Lightwood abstracts the ML pipeline into 3 core steps:

  1. Pre-processing and data cleaning

  2. Feature engineering

  3. Model building and training

Lightwood "under-the-hood"

i) Pre-processing and cleaning

For each column in your dataset, Lightwood will identify the suspected data type (numeric, categorical, etc.) via a brief statistical analysis. From this, it will generate a JSON-AI syntax.

If the user keeps default behavior, Lightwood will perform a brief pre-processing approach to clean each column according to its identified data type. From there, it will split the data into train/dev/test splits.

The cleaner and splitter objects respectively refer to the pre-processing and the data splitting functions.

ii) Feature Engineering

Data can be converted into features via “encoders”. Encoders represent the rules for transforming pre-processed data into a numerical representations that a model can be used.

Encoders can be rule-based or learned. A rule-based encoder transforms data per a specific set of instructions (ex: normalized numerical data) whereas a learned encoder produces a representation of the data after training (ex: a “[CLS]” token in a language model).

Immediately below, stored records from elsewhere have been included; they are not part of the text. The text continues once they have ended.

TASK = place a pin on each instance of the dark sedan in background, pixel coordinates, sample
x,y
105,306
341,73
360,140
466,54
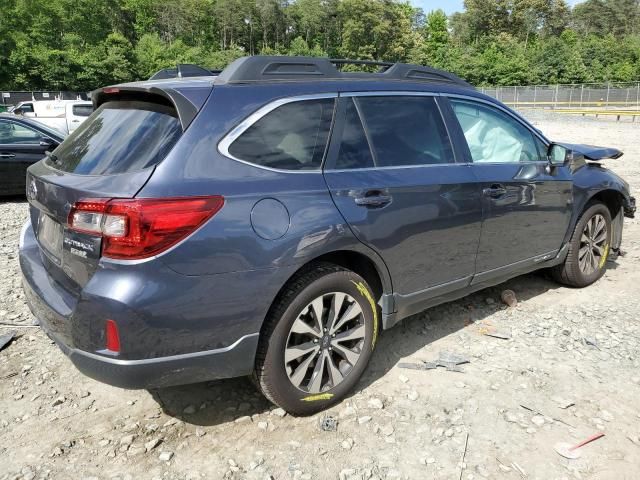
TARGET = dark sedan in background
x,y
22,142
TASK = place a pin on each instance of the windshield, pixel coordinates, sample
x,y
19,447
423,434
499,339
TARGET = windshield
x,y
119,137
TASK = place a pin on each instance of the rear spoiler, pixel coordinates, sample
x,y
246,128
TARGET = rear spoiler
x,y
593,153
186,99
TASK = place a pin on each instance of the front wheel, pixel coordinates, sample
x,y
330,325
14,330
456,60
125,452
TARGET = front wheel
x,y
317,340
588,248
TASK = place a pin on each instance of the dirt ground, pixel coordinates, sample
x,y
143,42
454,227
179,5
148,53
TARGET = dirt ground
x,y
570,369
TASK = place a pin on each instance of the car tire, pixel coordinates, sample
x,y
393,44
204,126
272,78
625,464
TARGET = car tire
x,y
583,265
337,355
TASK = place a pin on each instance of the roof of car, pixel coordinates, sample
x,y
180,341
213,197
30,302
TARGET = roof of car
x,y
312,69
33,123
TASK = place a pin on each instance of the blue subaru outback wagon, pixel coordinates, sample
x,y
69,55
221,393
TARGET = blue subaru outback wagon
x,y
273,220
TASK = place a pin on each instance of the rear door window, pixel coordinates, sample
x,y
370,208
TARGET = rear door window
x,y
122,136
291,137
405,130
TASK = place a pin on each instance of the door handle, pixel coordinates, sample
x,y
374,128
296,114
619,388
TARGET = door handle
x,y
373,199
494,191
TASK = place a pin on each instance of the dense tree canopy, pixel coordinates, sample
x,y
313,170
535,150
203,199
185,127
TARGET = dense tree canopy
x,y
83,44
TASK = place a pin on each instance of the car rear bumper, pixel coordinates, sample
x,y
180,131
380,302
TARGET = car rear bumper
x,y
161,358
163,371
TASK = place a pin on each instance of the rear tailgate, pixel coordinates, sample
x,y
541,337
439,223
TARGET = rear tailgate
x,y
111,155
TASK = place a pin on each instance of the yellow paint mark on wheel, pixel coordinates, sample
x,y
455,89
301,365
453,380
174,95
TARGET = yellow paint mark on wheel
x,y
319,396
603,260
365,293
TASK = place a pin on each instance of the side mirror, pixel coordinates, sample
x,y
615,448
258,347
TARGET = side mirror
x,y
559,155
47,142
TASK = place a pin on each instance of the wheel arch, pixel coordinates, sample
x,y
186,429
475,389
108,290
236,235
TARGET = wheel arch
x,y
374,271
612,198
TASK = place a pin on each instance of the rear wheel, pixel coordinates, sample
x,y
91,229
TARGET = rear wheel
x,y
588,248
317,340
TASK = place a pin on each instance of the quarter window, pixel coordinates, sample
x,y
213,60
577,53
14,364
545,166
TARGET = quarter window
x,y
354,148
494,137
13,133
291,137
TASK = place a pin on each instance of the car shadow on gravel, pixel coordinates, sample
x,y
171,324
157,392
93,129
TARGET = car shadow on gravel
x,y
224,401
212,403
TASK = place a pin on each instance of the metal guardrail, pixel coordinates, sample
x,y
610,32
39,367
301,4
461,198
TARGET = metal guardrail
x,y
599,95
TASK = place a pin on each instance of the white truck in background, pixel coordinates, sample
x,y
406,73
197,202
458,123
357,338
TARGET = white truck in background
x,y
63,115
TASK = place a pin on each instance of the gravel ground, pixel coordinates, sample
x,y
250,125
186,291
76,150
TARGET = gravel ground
x,y
569,369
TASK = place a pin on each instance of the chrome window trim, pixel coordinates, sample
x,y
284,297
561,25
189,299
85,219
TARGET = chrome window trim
x,y
397,167
232,136
390,93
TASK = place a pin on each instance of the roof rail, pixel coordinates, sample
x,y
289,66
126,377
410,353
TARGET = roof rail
x,y
184,70
280,68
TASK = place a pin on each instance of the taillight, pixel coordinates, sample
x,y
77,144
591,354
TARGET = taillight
x,y
140,228
112,336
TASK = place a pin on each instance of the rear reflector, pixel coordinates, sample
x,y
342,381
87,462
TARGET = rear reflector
x,y
112,336
140,228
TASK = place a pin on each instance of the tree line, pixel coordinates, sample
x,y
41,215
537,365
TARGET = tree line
x,y
84,44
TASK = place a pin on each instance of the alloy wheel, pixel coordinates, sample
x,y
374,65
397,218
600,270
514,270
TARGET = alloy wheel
x,y
592,245
325,342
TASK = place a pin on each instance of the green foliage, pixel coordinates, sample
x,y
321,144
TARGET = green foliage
x,y
84,44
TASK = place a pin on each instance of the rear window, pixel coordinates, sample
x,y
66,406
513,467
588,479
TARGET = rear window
x,y
119,137
291,137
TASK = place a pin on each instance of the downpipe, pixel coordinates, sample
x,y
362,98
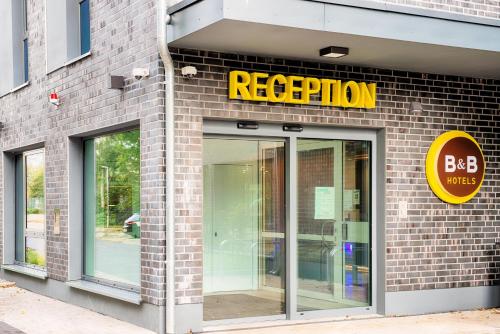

Encoders are assigned to each column of data based on the data type; users can override this assignment either at the column-based level or at the data-type based level. Encoders inherit from the BaseEncoder class.

iii) Model Building and Training

We call a predictive model that intakes encoded feature data and outputs a prediction for the target of interest a mixer model. Users can either use Lightwood’s default mixers or create their own approaches inherited from the BaseMixer class.

We predominantly use PyTorch based approaches, but can support other models.